The NCAA will not renew its licensing agreement with EA Sports for its 21-year-old NCAA Football series once the current deal expires in 2014, the NCAA said in a statement today. It does not mean the end of the series, only the end of a series with the NCAA's name and logo on it.
"The NCAA has made the decision not to enter a new contract for the license of its name and logo for the EA Sports NCAA Football video game. The current contract expires in June 2014, but our timing is based on the need to provide EA notice for future planning. As a result, the NCAA Football 2014 video game will be the last to include the NCAA’s name and logo," the organization said in a statement.

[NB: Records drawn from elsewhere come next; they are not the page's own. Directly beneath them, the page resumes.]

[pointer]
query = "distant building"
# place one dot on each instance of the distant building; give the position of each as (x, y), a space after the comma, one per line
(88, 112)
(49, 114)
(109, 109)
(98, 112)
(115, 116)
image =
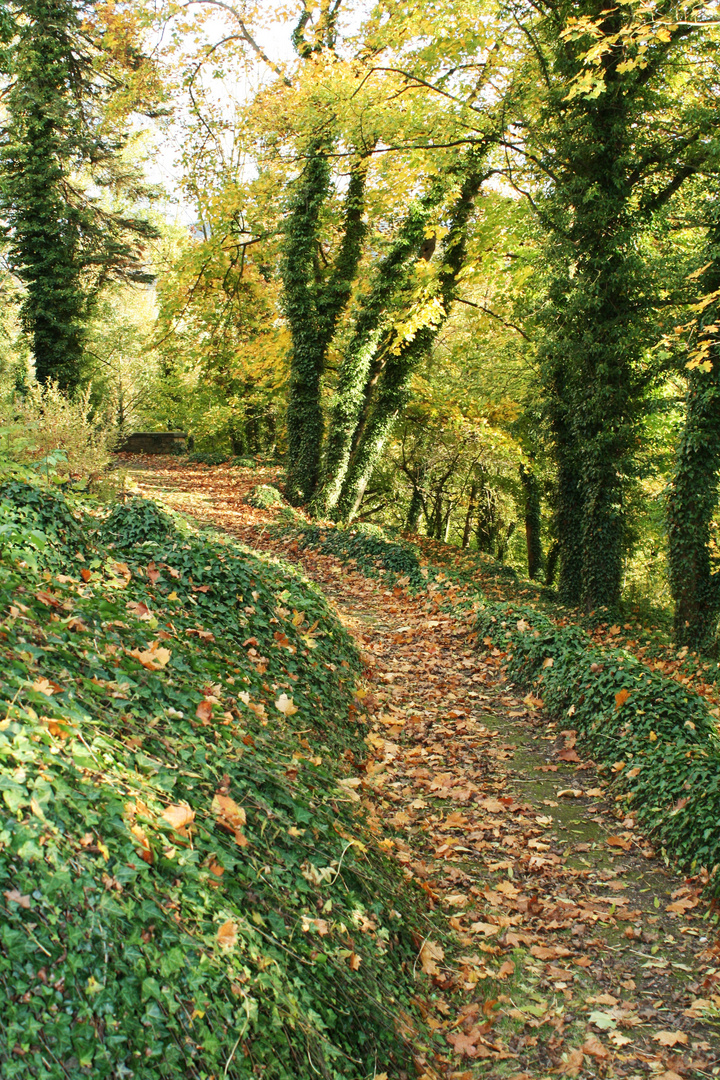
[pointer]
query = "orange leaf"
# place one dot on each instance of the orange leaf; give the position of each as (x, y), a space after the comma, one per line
(15, 896)
(227, 934)
(286, 705)
(178, 817)
(204, 710)
(670, 1038)
(152, 658)
(229, 814)
(429, 954)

That applies to the NCAA's name and its logo. Most of the game's imagery is licensed through the Collegiate Licensing Company, an altogether separate entity that handles the licensing business for more than 200 colleges and universities, plus athletic conferences and bowl games.
Late this afternoon, Andrew Wilson, the vice president in charge of EA Sports, said that relationship will continue.
EA Sports will continue to develop and publish college football games, but we will no longer include the NCAA names and marks. Our relationship with the Collegiate Licensing Company is strong and we are already working on a new game for next generation consoles which will launch next year and feature the college teams, leagues and all the innovation fans expect from EA Sports.
Two sources with direct knowledge of this matter earlier described the NCAA's decision as nearly a technicality, meaning the series will continue, albeit under different branding, with its major components intact, including real-world teams, stadiums and bowls.
"Given the current business climate and costs of litigation, we determined participating in this game is not in the best interests of the NCAA," the NCAA said in its statement. That is a reference to the Ed O'Bannon lawsuit, in which the former UCLA star and others are suing the NCAA, and EA Sports, over the use of their likenesses in commercial works. The suit seeks a class action status and, if granted, the exposure the NCAA faces could run into the billions, if not force it to change dramatically how it does business.
"Member colleges and universities license their own trademarks and other intellectual property for the video game," the NCAA said in its statement. "They will have to independently decide whether to continue those business arrangements in the future." That now appears to be an oblique reference to EA Sports maintaining the game through its CLC license. Again, the CLC is a private company, separate from the NCAA, owned by the mega sports and media management company IMG.
Of course, no players appear under their own name in the NCAA Football series, but the game's rosters have long been based on the current players for the upcoming season, just with their names erased. That has been one prong of the O'Bannon case, and is at the heart of two others brought by former college quarterbacks against EA Sports. Users have taken it upon themselves to rename the rosters, sharing them through a service provided by the game.